Laptop. It’s easy to run Hail on a single machine, like a laptop, for small data. It’s easy to use a laptop to build and test analyses before running them on a full dataset on the cloud.

Cloud. Hail installations come bundled with a tool (hailctl dataproc ) that can be used to manage Hail clusters running on Google Dataproc on Google Cloud Platform (GCP). Hail can also run on Google Cloud with Terra, as well as on Amazon Web Services (AWS) and Microsoft Azure using community-built tooling.

Head to the Installation page to get started.

More functions, and how-to guides are available in the Hail documentation.  

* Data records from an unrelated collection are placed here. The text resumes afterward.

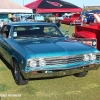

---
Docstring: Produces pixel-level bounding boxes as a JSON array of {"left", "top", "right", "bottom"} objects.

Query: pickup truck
[{"left": 73, "top": 23, "right": 100, "bottom": 50}]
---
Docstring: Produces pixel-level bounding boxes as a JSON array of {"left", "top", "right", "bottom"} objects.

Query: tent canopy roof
[
  {"left": 0, "top": 0, "right": 32, "bottom": 13},
  {"left": 25, "top": 0, "right": 82, "bottom": 13}
]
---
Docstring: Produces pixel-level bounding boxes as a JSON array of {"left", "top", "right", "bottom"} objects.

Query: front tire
[
  {"left": 13, "top": 60, "right": 28, "bottom": 85},
  {"left": 74, "top": 71, "right": 88, "bottom": 77}
]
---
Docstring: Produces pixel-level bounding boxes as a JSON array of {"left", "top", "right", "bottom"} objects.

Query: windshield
[{"left": 13, "top": 25, "right": 63, "bottom": 39}]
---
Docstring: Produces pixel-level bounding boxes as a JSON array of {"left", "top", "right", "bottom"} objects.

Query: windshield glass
[{"left": 13, "top": 25, "right": 63, "bottom": 38}]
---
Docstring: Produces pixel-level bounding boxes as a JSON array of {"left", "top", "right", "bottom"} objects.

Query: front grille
[{"left": 45, "top": 55, "right": 83, "bottom": 65}]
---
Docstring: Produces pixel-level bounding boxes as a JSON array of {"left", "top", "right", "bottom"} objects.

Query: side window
[{"left": 1, "top": 25, "right": 11, "bottom": 38}]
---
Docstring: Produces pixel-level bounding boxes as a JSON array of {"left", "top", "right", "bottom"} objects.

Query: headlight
[
  {"left": 27, "top": 59, "right": 37, "bottom": 67},
  {"left": 90, "top": 53, "right": 96, "bottom": 60},
  {"left": 39, "top": 58, "right": 46, "bottom": 66},
  {"left": 83, "top": 54, "right": 90, "bottom": 61}
]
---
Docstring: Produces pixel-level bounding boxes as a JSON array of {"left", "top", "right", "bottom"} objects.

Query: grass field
[{"left": 0, "top": 25, "right": 100, "bottom": 100}]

What has Hail produced (so far)?

Hail has seen robust adoption in academia and industry by enabling those without the expertise in parallel computing to flexibly, efficiently, and interactively analyze large genomic datasets. In the past few years, Hail has been the analytical engine behind dozens of studies, ranging from large-scale projects such as the Genome Aggregation Database (gnomAD), the Neale lab’s UK Biobank rapid-GWAS, and most recently, the driving force in the Pan-ancestry genetic analysis of the UK Biobank (Pan-UKBB).

To date, more than 50 publications have cited Hail in published research, and the Hail Python package has been downloaded from the Python Package Index more than 140,000 times.

Words used in the abstracts of 50 published articles citing Hail.